L’ancien ministre d’État Félix Kabange Numbi Mukwapa a sévèrement critiqué la récente conférence de presse du président Félix Tshisekedi, tenue le 6 mai 2026, en publiant une tribune incisive dans laquelle il recense ce qu’il qualifie de « sept contradictions » révélatrices de huit années de gouvernance.
Dans ce texte au ton particulièrement critique, l’ancien membre du gouvernement estime que cette sortie médiatique présidentielle, loin d’éclairer l’opinion, aurait mis en évidence plusieurs incohérences majeures sur des dossiers sensibles de la République.
Une conférence de presse « organisée pour contrôler »
D’entrée de jeu, Félix Kabange dénonce le cadre même de cette rencontre avec la presse.

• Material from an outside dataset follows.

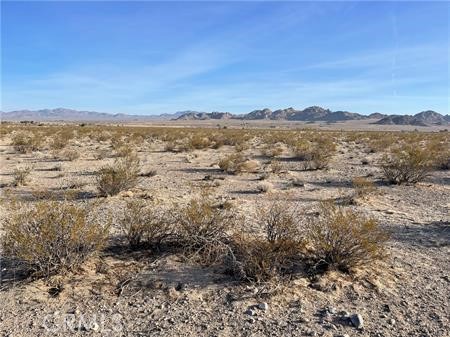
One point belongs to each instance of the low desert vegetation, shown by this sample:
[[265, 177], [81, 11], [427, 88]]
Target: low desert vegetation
[[122, 175], [237, 163], [21, 175], [52, 237], [202, 229], [26, 141], [145, 225], [407, 164], [68, 154], [363, 187], [262, 258], [314, 154], [344, 240]]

Selon lui, le filtrage des journalistes à l’entrée, la confiscation du matériel de reportage ainsi que la sélection préalable des invités traduisent une volonté de contrôle plutôt qu’un véritable exercice de transparence.
Pour l’ancien ministre, cette stratégie n’a toutefois pas empêché l’émergence de contradictions qu’il considère comme révélatrices d’une méthode de gouvernance.
Le dossier sécuritaire au cœur des critiques
Parmi les principaux points soulevés figure la question de l’état de l’armée congolaise.
Kabange s’étonne que le chef de l’État, également commandant suprême des FARDC, ait reconnu avoir surestimé les capacités de l’armée, alors qu’il est à la tête du pays depuis plusieurs années.
Il rappelle notamment les déclarations fermes de Félix Tshisekedi en décembre 2023, lorsqu’il menaçait publiquement le Rwanda d’une riposte militaire à la moindre provocation.
Pour lui, le revirement actuel pose une question fondamentale sur la maîtrise réelle des dossiers stratégiques au sommet de l’État.
Des incohérences sur le processus électoral
L’ancien ministre s’attaque également aux déclarations présidentielles sur les élections de 2028.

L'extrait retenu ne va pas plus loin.